Sospesi tra rock e doom, i Bloody Souls rilasciano il loro album d’esordio “The Devil’s Hole”
La voce raschiante ma mai growlata di Johnny Hell (al secolo Giovanni Liberatoscioli, voce e chitarra) fa un buon lavoro nel calarci in un buio antro di sangue e zolfo, variando i toni da un sordo e basso ringhio a toni più clean. La title track “The Devil’s Hole” apre l’album e non a caso è stata scelta come singolo. Esemplifica fin da subito ciò che la band vuole fare. Ritmo medio e pesante al punto giusto, con forti venature doom/stoner, coronati da un luciferino assolo hard rock. Segue “Bloody Souls”, incedendo lenta e doomeggiante per poi aprirsi in un finale metal poghereccio, che si farà apprezzare in uno scenario live. “Madhouse” non fa altro che confermare la formula delle due tracce precedenti, per poi lasciare il campo alla malevola “Solve et Coagula”. Questa è una sorta di inno perverso al Principe delle Tenebre, che zoppica un po’, a dire il vero, a livello di testo. Il comparto strumentale regge meglio qui, pur non sorprendendo particolarmente.
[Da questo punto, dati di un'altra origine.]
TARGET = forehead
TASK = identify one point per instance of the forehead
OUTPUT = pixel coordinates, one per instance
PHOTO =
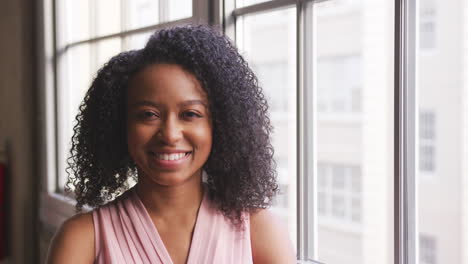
(165, 83)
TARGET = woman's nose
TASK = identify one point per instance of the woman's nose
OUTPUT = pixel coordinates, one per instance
(170, 130)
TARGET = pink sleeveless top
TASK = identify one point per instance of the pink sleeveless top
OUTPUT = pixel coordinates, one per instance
(125, 233)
“The Devil’s Hole” ha una commistione che funziona, sebbene a volte pecchi di guizzi compositivi
“Living in Darkness” assume un tono più epico, lento e cupo, rappresentando forse il brano più pienamente doom dell’album. Continua su questa strada “Demon’s March”, pur risultando meno incisiva e più monotona. Forse il brano più debole di “Bloody Souls”, che poi si chiude sulle note di “Belphagor”. Si tratta di una cazzuta traccia epic doom metal stile Candlemass, che incede minacciosa fino alla fine dell’album. In conclusione, si può dire che l’esordio dei Bloody Souls, pur graffiato da imperfezioni espressive e creative (non guasterebbe qualche guizzo in più a livello compositivo) rappresenta un buon punto di partenza per la band abbruzzese. È consigliabile a chi è rimasto affascinato dal doom metal o dallo stoner, ma li ha trovati difficili da digerire per lentezza e pesantezza di sound. Qui sono presenti, ma “alleggeriti” da una felice commistione rock.